Breast feeding after epidural.
Studies have shown (here) epidurals to have a negative effect on breast-feeding.
That’s a sweeping statement sure to make many mothers angry…after all, we all know that breast feeding is temperamental even in the most ideal of situations.
But one really fascinating study worth looking at (here) showed a deficiency in oxytocin at delivery with epidural analgesia.
This I find interesting…oxytocin is the hormone that stimulates let down and brings milk or colostrum with it. Low oxytocin…problems breast feeding…makes sense to me! I have to admit I thought it was maybe down to the anesthetic effect of the drugs on the baby which made it harder for them to latch on, so I really like this scientific stand point, much more compelling.
So what about mum?
Ok, so you managed to handle the big needle in the spine, but what are some of the effects on mum apart from the feeling of total relief from contractions that just started to get the better of you…
Allergic reaction to the anesthesia used
Bleeding around the spinal column (hematoma)
Drop in blood pressure
Infection in your spine (meningitis or abscess)
Seizures (this is rare)
You can Google the risks of an epidural easily like I have just done for the list above. No doubt you have done it at some point, so I won’t go into too much detail, as the list is almost endless!
Two particular points that were of interest that I want to look at have a knock on effect on baby are:
- Low blood pressure (hypotension)
- Elevated maternal temperature
Low blood pressure has a direct effect on how much blood is pumped into the placenta. This in turn affects how much oxygen reaches the baby which is obviously not ideal. To remedy the problem it is likely that you will get hooked up to IV fluids which may restrict how freely you can move into different positions for labour (another reason why your walking epidural might end up less mobile).
Elevated maternal temperature has the potential to spark a whole cascade of meddling, not least because a temperature can be a sign of infection but also because it may lead to a faster heart rate in the baby. Fast heart rate can be a sign of a baby in distress and may lead to a c-section. Baby may need tests to rule out infection and may require treatment with antibiotics after the birth, interfering with those precious first moments of skin to skin contact, breast feeding and bonding. That right there is a good enough reason for me to try and stay away from the epidural!
Does an epidural really slow down labour and lead to a higher chance of c-section?

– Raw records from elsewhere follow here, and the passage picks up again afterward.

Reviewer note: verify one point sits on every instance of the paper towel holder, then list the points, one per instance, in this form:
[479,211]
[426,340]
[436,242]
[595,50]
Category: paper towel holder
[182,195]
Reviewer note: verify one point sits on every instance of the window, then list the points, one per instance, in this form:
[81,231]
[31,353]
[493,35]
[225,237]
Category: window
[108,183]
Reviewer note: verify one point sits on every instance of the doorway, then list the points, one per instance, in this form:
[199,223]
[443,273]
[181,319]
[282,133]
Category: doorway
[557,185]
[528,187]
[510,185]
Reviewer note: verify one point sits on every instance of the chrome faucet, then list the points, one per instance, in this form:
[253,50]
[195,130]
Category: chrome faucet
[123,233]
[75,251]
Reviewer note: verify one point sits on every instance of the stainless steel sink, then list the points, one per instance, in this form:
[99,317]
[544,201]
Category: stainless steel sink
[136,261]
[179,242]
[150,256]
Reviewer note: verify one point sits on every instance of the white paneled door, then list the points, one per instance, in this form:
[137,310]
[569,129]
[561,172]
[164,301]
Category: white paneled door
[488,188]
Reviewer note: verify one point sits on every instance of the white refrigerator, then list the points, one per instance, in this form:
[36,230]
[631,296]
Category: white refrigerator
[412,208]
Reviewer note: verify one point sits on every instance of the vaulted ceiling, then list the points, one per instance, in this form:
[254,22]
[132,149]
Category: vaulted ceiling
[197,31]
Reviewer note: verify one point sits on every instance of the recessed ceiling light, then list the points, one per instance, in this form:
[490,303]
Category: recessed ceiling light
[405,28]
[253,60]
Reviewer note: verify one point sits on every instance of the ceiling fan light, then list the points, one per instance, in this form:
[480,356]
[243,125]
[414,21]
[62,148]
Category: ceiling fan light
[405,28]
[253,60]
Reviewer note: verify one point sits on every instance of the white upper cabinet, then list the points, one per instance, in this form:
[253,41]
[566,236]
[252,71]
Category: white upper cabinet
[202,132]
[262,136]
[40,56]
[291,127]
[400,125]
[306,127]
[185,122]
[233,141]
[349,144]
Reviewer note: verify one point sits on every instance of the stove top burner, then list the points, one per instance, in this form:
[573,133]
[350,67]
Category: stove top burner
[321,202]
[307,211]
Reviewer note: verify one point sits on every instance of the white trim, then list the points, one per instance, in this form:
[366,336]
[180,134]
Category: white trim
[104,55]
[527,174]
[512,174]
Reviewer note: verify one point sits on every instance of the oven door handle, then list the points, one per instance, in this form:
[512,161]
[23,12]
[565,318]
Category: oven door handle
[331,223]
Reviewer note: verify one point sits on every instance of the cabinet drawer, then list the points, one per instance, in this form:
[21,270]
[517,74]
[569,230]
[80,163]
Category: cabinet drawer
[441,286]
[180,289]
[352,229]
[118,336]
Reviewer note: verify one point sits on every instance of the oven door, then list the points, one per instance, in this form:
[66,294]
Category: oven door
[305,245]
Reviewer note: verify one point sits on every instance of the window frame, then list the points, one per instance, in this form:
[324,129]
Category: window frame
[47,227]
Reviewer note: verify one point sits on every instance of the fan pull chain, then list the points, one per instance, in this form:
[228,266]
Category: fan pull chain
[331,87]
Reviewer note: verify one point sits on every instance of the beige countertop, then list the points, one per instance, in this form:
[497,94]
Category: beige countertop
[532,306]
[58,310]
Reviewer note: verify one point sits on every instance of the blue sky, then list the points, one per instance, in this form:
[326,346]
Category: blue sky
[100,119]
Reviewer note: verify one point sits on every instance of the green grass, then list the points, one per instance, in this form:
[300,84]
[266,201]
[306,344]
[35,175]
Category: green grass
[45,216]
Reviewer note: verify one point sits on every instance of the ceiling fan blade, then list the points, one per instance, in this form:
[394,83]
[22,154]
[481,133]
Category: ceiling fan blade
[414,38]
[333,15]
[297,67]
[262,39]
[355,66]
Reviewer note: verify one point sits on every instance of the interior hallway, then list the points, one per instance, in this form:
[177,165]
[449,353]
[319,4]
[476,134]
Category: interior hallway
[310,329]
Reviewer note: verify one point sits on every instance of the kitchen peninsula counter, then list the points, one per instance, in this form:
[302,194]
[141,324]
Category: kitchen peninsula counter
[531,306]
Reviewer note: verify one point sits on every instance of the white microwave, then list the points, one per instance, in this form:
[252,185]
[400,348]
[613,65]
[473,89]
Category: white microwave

This isn’t just something they say to scare you away from an epidural, it’s not just hear say from the natural childbirth advocates, there is a simple reason why this is the case.
Plain and simply put, epidural anesthesia is indiscriminate, it freezes up the pelvic floor muscle which are crucial to guiding and delivering a baby safely and steadily. This once active muscle that was guiding baby out so nicely, becomes a little bit too relaxed giving baby the opportunity to turn around in the birth canal. This is where forceps may be needed to reposition baby, episiotomy cuts may be needed to allow forceps access, or c-section may be required if labour is too obstructed to deliver vaginally.
Will an epidural be so high on your birth plan now?
The epidural will always have a place on the delivery ward, it is essential at times, every labour is so different and who knows how yours will turn out. What I think is important is to really study for a birth, prepare with as many natural aids as possible, yoga, meditation, hypno birthing, aromatherapy, TENS, massage…the more prepared you are in the earlier stages, the further you may get into your labour naturally, that might be all the incentive you need to go that final leg alone!!